My blogposts on Dean Godson were written in praise of his biography of David Trimble, leader of the Irish Unionists. The book in question is more than 1,000 pages long and took Dean more than 5 years to write. It details the intricacies of the Irish peace process not only day by day but often hour by hour, sometimes minute by minute. Along the way, Dean rendered two different apartments not just uninhabitable but almost unenterable with his huge collections of Irish newspapers, pamphlets, cassette tapes, and so on. He would often call me at 2 or 3 in the morning UK time to work through some obscure point of argument between different Irish Marxist subfactions.

By this point, Dean's absorption in his project overwhelmed not only me - not only his colleagues on the Telegraph - but the very subject of his biography, David Trimble, who once quipped over dinner that Dean found Trimble's life more fascinating than Trimble himself ever had.

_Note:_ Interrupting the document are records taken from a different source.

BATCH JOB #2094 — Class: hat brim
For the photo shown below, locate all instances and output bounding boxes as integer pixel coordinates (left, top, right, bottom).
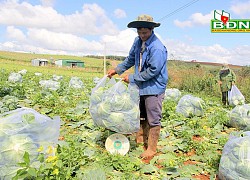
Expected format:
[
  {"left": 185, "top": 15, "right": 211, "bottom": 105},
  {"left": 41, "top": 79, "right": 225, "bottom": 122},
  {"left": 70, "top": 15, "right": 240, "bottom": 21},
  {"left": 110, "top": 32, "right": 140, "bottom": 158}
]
[{"left": 128, "top": 21, "right": 161, "bottom": 28}]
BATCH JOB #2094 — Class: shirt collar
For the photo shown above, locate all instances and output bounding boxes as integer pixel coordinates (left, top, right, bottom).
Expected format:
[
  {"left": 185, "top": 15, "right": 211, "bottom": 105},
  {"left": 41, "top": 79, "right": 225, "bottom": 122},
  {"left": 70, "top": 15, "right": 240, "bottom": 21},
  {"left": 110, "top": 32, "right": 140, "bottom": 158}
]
[{"left": 140, "top": 31, "right": 155, "bottom": 47}]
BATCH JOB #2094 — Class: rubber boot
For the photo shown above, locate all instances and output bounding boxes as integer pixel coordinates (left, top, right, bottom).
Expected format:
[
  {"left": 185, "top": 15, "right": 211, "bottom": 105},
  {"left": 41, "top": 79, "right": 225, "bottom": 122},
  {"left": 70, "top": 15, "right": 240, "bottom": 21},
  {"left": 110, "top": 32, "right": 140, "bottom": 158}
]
[
  {"left": 140, "top": 126, "right": 161, "bottom": 159},
  {"left": 136, "top": 120, "right": 149, "bottom": 149}
]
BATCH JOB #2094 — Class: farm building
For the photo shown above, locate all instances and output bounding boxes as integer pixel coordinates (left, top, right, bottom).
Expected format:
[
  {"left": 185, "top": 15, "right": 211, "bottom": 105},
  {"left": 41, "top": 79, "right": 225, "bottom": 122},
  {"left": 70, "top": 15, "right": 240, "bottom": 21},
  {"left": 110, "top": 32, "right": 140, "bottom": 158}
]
[
  {"left": 31, "top": 58, "right": 48, "bottom": 66},
  {"left": 55, "top": 59, "right": 84, "bottom": 68}
]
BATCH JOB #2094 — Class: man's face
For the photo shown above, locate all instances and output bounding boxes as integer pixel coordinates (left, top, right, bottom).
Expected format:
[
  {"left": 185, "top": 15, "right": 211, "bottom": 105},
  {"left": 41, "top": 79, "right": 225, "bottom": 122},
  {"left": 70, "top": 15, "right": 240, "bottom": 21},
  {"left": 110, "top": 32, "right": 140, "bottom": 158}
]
[{"left": 137, "top": 28, "right": 152, "bottom": 41}]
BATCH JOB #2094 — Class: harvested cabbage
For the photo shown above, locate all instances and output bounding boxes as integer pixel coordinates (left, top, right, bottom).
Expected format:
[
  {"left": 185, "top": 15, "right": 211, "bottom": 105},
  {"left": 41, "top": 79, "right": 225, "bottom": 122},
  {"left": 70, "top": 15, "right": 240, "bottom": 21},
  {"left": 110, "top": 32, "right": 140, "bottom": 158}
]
[
  {"left": 0, "top": 134, "right": 38, "bottom": 164},
  {"left": 89, "top": 77, "right": 140, "bottom": 134},
  {"left": 219, "top": 131, "right": 250, "bottom": 180},
  {"left": 229, "top": 104, "right": 250, "bottom": 131},
  {"left": 164, "top": 88, "right": 181, "bottom": 102}
]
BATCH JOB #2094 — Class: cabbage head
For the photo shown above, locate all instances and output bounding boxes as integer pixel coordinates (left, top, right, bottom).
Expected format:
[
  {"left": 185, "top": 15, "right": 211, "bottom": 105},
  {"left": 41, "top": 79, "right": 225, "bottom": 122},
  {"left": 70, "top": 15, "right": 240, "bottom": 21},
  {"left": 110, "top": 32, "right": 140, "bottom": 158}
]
[
  {"left": 108, "top": 112, "right": 125, "bottom": 125},
  {"left": 0, "top": 134, "right": 38, "bottom": 165}
]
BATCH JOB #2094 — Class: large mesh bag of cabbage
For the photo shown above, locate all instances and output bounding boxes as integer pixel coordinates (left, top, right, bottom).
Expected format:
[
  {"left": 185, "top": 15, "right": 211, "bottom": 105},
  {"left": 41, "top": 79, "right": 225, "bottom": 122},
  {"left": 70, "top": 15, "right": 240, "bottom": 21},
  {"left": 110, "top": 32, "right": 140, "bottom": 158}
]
[
  {"left": 228, "top": 85, "right": 245, "bottom": 106},
  {"left": 0, "top": 107, "right": 60, "bottom": 179},
  {"left": 229, "top": 104, "right": 250, "bottom": 131},
  {"left": 176, "top": 94, "right": 205, "bottom": 117},
  {"left": 219, "top": 131, "right": 250, "bottom": 180},
  {"left": 89, "top": 76, "right": 140, "bottom": 134}
]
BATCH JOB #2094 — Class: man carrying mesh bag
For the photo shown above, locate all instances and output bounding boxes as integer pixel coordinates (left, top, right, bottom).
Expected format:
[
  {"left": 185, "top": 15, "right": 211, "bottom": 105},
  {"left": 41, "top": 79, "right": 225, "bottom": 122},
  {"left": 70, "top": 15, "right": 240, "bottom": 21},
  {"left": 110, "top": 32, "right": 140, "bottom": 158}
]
[{"left": 108, "top": 15, "right": 168, "bottom": 158}]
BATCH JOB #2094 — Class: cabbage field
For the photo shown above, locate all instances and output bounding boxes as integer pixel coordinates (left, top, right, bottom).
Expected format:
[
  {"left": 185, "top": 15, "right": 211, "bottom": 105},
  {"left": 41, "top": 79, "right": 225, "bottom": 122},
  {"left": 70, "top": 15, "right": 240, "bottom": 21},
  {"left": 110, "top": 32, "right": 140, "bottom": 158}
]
[{"left": 0, "top": 51, "right": 250, "bottom": 180}]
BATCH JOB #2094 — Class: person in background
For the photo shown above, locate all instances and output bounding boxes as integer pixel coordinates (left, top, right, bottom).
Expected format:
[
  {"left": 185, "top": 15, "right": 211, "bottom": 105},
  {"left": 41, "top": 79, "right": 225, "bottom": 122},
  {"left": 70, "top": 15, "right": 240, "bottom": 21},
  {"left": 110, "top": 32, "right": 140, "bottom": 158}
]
[
  {"left": 108, "top": 15, "right": 168, "bottom": 158},
  {"left": 217, "top": 63, "right": 236, "bottom": 106}
]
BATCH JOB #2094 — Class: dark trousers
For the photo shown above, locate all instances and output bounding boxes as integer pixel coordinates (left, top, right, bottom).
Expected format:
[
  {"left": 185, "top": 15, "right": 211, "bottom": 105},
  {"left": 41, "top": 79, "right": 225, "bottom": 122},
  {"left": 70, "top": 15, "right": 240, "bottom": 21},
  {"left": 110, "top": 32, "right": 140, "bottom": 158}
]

This struck me as amusing, and so I teasingly referred in the first draft of that blogpost to my friend developing an "unlikely obsessive monomania." I posted the item and then went off on my daily rounds. An hour later, it hit me that irony does not always work well online - and that somebody might misinterpret my little jest as genuinely disparaging my friend's sanity. I didnt have my computer with me, so I called into NR and asked that somebody just tone the language down a little. In the process the joke was lost altogether, and I never did get around to fixing it. I regret that disservice to Dean and to NRO readers. Still, it's an ill wind that blows nobody good: My editorial carelessness gave Steve Sailer an opportunity to ventilate one of his obsessive manias, a mania rather less to Sailer's credit than Dean's to his.